Each of the Hospital and IPA presidents will collaborate to develop region specific action plans to reduce leakage. Together they will develop goals, identify reporting needs, and establish processes to achieve leakage targets. The participation and support of each physician IPA member will be important to the success of this initiative.

You and Your Patient

Your support in keeping the care you provide within the Caritas system and in participating in the care management initiatives is critical to the system’s success.

Note that Caritas Christi Network Services is apparently the subsidiary of Caritas Christi, now Steward Health Care, that employs physicians:
Caritas Christi Network Services (CCNS) is the second largest physician network in Massachusetts. Established in 2001, CCNS is responsible for the implementation and successful execution of managed care contracts, providing physicians with medical management services (referral and care management), quality improvement programs, data analysis, information systems and financial expertise.

But here is where it gets really tricky. It is one thing to aim to improve hospital services and accessibility in the hopes of attracting more patients. It is another thing to push physicians to refer patients to specific facilities for economic reasons, because physicians are supposed to make decisions for individual patients, including decisions about where to refer, based on the particular patient's needs and preferences.

So there are major questions about both the effectiveness and the ethics of "leakage reduction" based on applying leverage to physicians.

Summary: Will Someone End Up the "Greater Fool?"
Meanwhile, Paul Levy, the soon to be former CEO of BIDMC, who has not been afraid to say what he thinks on his blog, now called Not Running a Hospital, suggested that Cerberus, and by implication, Dr de la Torre, are not in this for the long haul. He first introduced the "greater fool" theory of business management,
It seems that there is no end to the number of people with cash who will be intoxicated by a good story line, even when there is little substance to back it up.
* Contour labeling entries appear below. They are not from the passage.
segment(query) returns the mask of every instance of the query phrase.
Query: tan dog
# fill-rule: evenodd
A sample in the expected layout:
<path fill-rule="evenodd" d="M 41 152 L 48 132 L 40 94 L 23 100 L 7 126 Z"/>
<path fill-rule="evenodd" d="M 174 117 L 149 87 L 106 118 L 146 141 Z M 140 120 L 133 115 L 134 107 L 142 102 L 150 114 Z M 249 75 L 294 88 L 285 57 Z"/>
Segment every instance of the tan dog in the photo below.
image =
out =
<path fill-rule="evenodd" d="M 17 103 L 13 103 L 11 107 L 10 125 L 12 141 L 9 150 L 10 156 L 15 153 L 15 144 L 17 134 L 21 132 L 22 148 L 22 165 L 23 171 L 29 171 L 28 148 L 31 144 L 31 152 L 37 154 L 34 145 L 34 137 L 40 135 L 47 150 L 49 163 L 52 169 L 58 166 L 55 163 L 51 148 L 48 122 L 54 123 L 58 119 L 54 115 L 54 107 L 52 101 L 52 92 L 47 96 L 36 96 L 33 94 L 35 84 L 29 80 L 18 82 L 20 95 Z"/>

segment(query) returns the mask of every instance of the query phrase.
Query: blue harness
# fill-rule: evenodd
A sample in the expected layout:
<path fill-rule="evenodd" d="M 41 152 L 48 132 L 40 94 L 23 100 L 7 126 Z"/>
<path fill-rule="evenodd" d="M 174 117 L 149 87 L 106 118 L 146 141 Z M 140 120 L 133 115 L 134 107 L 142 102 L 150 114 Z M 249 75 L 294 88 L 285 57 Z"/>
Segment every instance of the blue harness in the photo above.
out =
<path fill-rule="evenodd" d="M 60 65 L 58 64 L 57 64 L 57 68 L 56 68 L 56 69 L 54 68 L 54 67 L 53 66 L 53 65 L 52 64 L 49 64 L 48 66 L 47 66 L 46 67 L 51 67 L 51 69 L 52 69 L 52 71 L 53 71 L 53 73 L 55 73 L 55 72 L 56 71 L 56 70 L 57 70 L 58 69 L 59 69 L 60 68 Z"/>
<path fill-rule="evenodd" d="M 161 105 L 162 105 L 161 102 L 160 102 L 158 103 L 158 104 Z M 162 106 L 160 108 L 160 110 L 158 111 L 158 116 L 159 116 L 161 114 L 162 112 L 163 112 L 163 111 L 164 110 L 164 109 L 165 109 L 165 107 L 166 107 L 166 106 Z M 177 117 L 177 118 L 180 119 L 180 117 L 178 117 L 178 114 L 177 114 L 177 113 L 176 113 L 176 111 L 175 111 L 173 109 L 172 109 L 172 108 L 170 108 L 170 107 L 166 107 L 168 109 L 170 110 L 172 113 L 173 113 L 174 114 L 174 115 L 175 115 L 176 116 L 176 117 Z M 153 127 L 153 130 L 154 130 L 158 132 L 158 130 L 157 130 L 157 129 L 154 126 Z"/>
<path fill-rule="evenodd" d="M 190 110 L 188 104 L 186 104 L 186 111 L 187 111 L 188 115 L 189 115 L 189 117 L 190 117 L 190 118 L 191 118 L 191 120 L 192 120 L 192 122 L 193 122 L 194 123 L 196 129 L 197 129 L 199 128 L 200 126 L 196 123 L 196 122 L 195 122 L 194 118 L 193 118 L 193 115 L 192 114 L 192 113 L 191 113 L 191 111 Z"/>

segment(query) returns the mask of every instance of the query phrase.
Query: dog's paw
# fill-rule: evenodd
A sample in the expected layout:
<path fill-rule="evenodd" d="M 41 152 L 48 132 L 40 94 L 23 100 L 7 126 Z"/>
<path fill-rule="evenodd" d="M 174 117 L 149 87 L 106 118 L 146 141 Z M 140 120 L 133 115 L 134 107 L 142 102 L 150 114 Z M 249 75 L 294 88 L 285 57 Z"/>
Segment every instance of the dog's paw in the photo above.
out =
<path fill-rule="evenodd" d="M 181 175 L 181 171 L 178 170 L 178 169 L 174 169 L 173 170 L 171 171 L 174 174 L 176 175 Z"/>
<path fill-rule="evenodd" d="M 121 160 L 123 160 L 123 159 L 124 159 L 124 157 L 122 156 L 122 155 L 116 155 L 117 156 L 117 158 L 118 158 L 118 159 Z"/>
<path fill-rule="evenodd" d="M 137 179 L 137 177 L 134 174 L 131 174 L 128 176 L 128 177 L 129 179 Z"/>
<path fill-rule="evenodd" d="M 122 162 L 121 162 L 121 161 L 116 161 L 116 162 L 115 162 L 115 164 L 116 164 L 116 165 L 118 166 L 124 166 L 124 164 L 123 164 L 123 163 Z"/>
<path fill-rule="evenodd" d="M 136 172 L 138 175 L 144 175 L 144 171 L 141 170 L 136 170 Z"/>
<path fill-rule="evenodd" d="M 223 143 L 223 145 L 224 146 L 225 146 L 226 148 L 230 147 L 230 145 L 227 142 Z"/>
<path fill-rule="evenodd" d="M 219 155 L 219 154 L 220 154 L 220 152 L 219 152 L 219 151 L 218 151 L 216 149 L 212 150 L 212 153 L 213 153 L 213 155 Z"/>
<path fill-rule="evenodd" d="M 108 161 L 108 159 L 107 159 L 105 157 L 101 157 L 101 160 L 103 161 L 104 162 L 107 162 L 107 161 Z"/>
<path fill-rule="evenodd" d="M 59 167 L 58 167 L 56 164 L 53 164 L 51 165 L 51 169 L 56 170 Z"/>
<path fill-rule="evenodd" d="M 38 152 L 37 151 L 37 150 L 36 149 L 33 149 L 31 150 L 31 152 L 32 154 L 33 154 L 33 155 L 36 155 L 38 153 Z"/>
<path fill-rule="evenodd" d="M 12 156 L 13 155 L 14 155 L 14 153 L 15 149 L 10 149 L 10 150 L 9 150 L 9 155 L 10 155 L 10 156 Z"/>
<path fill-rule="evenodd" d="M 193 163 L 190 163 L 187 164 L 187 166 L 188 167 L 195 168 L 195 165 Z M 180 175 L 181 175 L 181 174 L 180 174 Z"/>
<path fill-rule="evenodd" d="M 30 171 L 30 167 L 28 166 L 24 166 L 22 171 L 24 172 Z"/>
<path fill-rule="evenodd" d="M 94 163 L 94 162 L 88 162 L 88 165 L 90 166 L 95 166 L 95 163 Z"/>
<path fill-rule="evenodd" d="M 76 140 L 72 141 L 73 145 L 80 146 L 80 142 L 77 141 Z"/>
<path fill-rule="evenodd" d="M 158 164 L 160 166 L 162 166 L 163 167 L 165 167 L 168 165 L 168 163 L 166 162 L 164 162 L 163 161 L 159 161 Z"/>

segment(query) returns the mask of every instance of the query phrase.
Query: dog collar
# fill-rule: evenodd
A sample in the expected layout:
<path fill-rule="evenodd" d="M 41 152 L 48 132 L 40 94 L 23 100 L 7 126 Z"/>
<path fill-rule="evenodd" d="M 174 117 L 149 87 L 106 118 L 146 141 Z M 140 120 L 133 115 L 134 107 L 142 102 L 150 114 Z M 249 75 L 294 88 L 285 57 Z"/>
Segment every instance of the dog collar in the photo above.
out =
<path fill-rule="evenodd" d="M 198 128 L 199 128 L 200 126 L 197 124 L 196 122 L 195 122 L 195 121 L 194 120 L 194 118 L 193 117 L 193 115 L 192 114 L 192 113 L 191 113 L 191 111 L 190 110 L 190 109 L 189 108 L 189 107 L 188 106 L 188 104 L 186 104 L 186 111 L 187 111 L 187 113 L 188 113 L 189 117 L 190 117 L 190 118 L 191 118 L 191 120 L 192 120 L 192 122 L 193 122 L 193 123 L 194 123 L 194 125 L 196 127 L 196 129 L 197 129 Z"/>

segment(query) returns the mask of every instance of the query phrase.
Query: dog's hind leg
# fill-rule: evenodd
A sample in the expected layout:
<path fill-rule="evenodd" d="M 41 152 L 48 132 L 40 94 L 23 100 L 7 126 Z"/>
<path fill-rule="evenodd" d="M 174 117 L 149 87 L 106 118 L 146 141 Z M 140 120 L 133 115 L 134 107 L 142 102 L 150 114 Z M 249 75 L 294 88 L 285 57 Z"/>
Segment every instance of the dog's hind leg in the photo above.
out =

All of these stories depend on the capital markets to bolster the price of investments, counting on the 'greater fool' theory: There is always someone who will take on a bad investment at just the wrong time, providing a good return to those who are lucky enough to escape before the crash.
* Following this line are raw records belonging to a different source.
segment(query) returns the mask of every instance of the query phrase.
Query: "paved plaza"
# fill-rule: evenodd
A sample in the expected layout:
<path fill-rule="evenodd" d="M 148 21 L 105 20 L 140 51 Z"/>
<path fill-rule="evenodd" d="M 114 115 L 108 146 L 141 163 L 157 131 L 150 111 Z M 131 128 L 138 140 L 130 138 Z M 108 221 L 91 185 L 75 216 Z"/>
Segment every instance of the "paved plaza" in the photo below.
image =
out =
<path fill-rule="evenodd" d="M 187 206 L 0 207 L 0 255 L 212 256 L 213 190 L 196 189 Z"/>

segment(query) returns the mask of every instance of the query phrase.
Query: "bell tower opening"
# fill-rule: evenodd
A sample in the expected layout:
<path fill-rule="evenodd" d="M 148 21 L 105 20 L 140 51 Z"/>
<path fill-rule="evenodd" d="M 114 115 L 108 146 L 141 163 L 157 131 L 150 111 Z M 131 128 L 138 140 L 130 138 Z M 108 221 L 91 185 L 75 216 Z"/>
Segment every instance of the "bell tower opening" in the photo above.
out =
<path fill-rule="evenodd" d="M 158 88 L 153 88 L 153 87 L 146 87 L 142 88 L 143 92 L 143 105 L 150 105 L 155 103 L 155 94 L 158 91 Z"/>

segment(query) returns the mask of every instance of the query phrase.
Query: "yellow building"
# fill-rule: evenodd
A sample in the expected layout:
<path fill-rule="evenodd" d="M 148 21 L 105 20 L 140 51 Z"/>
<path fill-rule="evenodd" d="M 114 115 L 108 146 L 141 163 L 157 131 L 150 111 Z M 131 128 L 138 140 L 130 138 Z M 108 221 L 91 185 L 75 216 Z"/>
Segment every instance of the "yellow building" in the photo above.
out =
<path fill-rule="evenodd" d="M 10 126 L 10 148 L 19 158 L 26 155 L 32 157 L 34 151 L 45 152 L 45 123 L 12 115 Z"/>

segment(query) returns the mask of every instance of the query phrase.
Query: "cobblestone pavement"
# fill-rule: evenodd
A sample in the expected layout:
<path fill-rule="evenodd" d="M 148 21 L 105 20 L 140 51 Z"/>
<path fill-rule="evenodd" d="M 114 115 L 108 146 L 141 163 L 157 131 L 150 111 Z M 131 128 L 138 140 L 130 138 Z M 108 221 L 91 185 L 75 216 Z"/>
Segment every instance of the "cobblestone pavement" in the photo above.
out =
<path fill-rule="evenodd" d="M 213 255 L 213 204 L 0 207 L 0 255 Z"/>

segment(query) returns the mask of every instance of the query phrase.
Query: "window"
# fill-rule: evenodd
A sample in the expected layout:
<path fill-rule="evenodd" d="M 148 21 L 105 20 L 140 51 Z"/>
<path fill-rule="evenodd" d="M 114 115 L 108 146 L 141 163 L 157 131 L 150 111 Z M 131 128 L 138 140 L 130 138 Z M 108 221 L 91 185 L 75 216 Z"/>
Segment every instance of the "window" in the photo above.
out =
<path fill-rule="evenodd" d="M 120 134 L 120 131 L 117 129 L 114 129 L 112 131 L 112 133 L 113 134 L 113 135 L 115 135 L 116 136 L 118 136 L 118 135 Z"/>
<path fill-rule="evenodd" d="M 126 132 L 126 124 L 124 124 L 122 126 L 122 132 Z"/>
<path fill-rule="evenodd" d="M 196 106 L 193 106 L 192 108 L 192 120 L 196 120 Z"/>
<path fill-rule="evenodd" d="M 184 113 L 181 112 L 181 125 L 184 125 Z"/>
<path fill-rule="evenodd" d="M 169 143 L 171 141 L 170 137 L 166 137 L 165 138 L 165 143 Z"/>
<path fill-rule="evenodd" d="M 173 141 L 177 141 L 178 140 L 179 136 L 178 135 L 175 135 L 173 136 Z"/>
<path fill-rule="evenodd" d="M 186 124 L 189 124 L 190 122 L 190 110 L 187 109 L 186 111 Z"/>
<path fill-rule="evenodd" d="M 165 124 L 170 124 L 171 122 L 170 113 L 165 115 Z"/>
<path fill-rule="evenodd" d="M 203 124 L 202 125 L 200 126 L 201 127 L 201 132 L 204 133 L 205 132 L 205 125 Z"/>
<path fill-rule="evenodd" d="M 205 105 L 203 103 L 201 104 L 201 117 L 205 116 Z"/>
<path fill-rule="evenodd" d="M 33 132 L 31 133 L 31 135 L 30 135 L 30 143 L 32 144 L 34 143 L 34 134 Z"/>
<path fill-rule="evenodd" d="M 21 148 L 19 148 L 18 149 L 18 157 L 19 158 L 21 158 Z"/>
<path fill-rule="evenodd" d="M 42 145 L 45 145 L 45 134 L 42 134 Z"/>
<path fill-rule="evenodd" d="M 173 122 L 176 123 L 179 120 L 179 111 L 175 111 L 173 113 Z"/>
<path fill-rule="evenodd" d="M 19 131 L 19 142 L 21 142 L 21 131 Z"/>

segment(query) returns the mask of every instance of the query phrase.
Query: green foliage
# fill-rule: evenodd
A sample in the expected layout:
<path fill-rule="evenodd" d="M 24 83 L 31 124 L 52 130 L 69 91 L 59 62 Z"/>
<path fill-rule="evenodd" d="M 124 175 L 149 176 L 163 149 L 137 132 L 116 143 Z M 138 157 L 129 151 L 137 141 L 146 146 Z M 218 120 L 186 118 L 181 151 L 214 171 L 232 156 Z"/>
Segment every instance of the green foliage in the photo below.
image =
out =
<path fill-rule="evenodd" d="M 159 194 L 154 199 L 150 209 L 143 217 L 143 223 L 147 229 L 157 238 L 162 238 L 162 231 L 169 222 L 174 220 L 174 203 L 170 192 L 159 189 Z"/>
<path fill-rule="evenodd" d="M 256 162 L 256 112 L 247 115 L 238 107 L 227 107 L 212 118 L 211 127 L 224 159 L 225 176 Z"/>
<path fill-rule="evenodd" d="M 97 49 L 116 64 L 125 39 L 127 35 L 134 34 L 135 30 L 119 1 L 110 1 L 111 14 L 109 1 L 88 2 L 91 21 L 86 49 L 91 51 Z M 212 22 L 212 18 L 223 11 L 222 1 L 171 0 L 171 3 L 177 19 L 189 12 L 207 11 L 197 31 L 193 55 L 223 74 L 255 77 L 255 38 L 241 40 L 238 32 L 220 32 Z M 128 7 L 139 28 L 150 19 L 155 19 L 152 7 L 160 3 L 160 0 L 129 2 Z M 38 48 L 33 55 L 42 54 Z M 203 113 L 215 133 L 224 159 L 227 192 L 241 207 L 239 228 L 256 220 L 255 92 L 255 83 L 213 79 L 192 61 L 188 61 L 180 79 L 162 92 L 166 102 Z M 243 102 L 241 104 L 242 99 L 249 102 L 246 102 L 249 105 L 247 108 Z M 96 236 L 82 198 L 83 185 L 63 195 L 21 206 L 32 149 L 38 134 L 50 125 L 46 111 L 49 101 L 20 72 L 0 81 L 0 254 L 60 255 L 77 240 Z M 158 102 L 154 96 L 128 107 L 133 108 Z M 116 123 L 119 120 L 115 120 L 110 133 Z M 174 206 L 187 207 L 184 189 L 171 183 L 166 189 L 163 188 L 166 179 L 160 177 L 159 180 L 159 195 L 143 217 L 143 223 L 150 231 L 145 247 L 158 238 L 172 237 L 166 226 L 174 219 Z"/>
Then he raised the concern:
Those seeking to regulate the behavior and financial decisions of for-profit hospitals will find that their post hoc authority will likely be insufficient to protect the public interest from a depletion of plant and equipment and from a plan that is mainly meant to burnish the pre-tax and pre-depreciation short-term earnings of the firm so that it is ready for the initial public offering or resale to another private equity firm.

So the question is whether Superbowl advertisements and "leakage reduction" management can really make the new Steward Health Care a lasting success? And if not, will Cerberus Capital Management hang around just long enough to buff the system up for the next buyer?
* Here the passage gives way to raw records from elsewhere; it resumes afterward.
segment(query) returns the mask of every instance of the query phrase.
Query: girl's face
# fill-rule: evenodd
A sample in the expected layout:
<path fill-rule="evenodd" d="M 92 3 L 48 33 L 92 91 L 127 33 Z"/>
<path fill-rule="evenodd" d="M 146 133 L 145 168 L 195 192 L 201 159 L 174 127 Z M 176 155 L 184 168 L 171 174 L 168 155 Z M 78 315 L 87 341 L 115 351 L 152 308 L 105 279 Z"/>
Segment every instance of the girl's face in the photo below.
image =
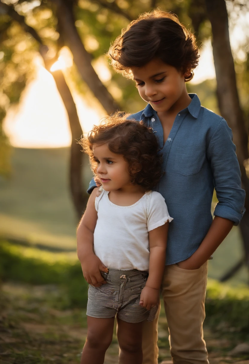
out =
<path fill-rule="evenodd" d="M 98 177 L 106 191 L 114 191 L 132 186 L 128 163 L 123 155 L 111 152 L 107 144 L 94 145 L 94 159 L 98 164 Z"/>
<path fill-rule="evenodd" d="M 132 67 L 131 70 L 139 95 L 154 110 L 163 112 L 179 108 L 182 110 L 182 104 L 187 95 L 184 78 L 186 74 L 157 58 L 142 67 Z"/>

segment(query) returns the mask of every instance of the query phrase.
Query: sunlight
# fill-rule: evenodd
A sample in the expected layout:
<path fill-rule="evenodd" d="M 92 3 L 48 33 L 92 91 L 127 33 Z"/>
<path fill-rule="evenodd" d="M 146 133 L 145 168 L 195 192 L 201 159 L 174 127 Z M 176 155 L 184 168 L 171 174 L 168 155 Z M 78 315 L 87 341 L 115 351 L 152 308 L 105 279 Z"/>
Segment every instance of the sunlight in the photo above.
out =
<path fill-rule="evenodd" d="M 13 146 L 24 148 L 56 148 L 71 143 L 68 116 L 54 78 L 34 61 L 36 76 L 28 84 L 18 107 L 9 110 L 4 121 L 5 132 Z M 73 96 L 83 132 L 90 130 L 104 115 L 88 107 L 75 91 Z"/>
<path fill-rule="evenodd" d="M 73 57 L 72 53 L 67 47 L 64 47 L 60 51 L 60 55 L 56 61 L 52 65 L 50 71 L 51 72 L 59 70 L 65 70 L 70 68 L 73 65 Z"/>

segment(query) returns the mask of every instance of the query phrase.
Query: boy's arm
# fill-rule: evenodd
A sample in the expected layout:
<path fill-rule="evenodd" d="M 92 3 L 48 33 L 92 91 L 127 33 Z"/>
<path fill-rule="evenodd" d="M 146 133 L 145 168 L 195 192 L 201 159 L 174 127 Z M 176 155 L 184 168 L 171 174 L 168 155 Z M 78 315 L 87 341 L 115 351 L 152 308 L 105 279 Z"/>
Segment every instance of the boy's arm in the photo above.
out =
<path fill-rule="evenodd" d="M 94 178 L 93 177 L 90 181 L 89 186 L 87 189 L 87 193 L 88 193 L 90 195 L 95 187 L 97 187 L 97 185 L 96 185 L 96 182 L 94 181 Z"/>
<path fill-rule="evenodd" d="M 98 214 L 95 206 L 98 189 L 94 190 L 90 195 L 85 213 L 77 230 L 77 252 L 81 264 L 83 275 L 90 284 L 99 286 L 106 283 L 100 273 L 106 268 L 93 251 L 94 232 Z"/>
<path fill-rule="evenodd" d="M 241 188 L 241 174 L 232 142 L 232 131 L 222 119 L 211 138 L 207 150 L 219 202 L 214 218 L 201 245 L 190 258 L 180 262 L 180 268 L 199 268 L 213 254 L 234 225 L 242 218 L 245 193 Z"/>
<path fill-rule="evenodd" d="M 158 303 L 159 291 L 165 266 L 168 221 L 149 232 L 150 262 L 149 276 L 140 297 L 140 304 L 147 310 Z"/>
<path fill-rule="evenodd" d="M 199 268 L 222 242 L 234 223 L 233 221 L 230 220 L 216 216 L 197 250 L 190 258 L 178 263 L 178 266 L 183 269 L 197 269 Z"/>

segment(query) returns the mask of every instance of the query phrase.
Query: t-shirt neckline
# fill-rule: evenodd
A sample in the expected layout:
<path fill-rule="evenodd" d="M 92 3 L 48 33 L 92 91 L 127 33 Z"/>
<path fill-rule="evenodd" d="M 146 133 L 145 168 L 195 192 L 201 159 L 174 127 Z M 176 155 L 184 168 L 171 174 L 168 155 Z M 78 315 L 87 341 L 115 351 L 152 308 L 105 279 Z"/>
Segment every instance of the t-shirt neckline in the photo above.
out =
<path fill-rule="evenodd" d="M 107 201 L 108 201 L 108 203 L 111 206 L 113 206 L 114 207 L 116 208 L 119 207 L 120 209 L 127 209 L 127 208 L 129 209 L 132 207 L 134 207 L 134 206 L 135 206 L 136 205 L 138 205 L 139 203 L 139 202 L 141 202 L 141 201 L 143 198 L 144 198 L 145 196 L 147 194 L 148 194 L 149 193 L 150 193 L 151 192 L 151 191 L 146 191 L 146 192 L 145 192 L 145 194 L 143 195 L 142 196 L 142 197 L 140 198 L 139 198 L 139 199 L 138 201 L 137 201 L 136 202 L 135 202 L 135 203 L 133 203 L 132 205 L 129 205 L 129 206 L 120 206 L 119 205 L 115 205 L 115 203 L 114 203 L 113 202 L 112 202 L 111 201 L 110 201 L 109 199 L 109 196 L 108 195 L 109 193 L 110 192 L 110 191 L 105 191 L 104 194 L 106 195 L 106 197 Z"/>

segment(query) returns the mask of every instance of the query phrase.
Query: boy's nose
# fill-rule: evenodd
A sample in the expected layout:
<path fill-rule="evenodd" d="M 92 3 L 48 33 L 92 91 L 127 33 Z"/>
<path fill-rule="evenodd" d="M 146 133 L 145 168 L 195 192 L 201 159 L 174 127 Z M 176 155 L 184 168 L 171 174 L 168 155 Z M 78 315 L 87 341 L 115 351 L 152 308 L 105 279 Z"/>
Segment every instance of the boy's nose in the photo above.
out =
<path fill-rule="evenodd" d="M 148 98 L 152 97 L 157 94 L 157 91 L 152 86 L 145 86 L 145 95 Z"/>

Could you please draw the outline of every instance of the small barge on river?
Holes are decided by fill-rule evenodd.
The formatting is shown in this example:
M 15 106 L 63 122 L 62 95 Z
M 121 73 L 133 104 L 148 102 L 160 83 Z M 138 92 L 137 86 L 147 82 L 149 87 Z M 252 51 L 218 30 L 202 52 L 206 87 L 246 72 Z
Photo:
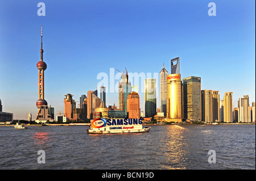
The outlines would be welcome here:
M 144 127 L 140 119 L 96 119 L 87 129 L 88 133 L 125 133 L 149 132 L 150 127 Z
And if that happens, Levy noted:
Who gets hurt if these deals go bust when the next generation of owners takes over and discovers that creating the margin to generate the expected return is very hard in the hospital world? Well, that very last set of investors, the 'greater fools.' But, as we have seen in the examples above, the hurt goes much further. Hospitals, though, are in a special category. Investors may come and go, but the community depends on its local hospital to provide high quality service. It is the residents of the community who are left holding the bag if the hospital corporation reaches the conclusion that ownership is not financially viable.

As we said before,.... Deals that turn not-for-profit hospital systems into privately held for-profit systems ought to be scrutinized with extreme skepticism. Furthermore, once such deals are made, the results ought to be watched extremely closely to make sure they do not put private gain ahead of individuals' and the public's health. For-profit hospitals have generally not lived up to the promises they made to provide quality, accessible health care at a cheaper price.  It is yet to be seen whether private equity running for-profit hospital systems (and physicians networks) will do any better.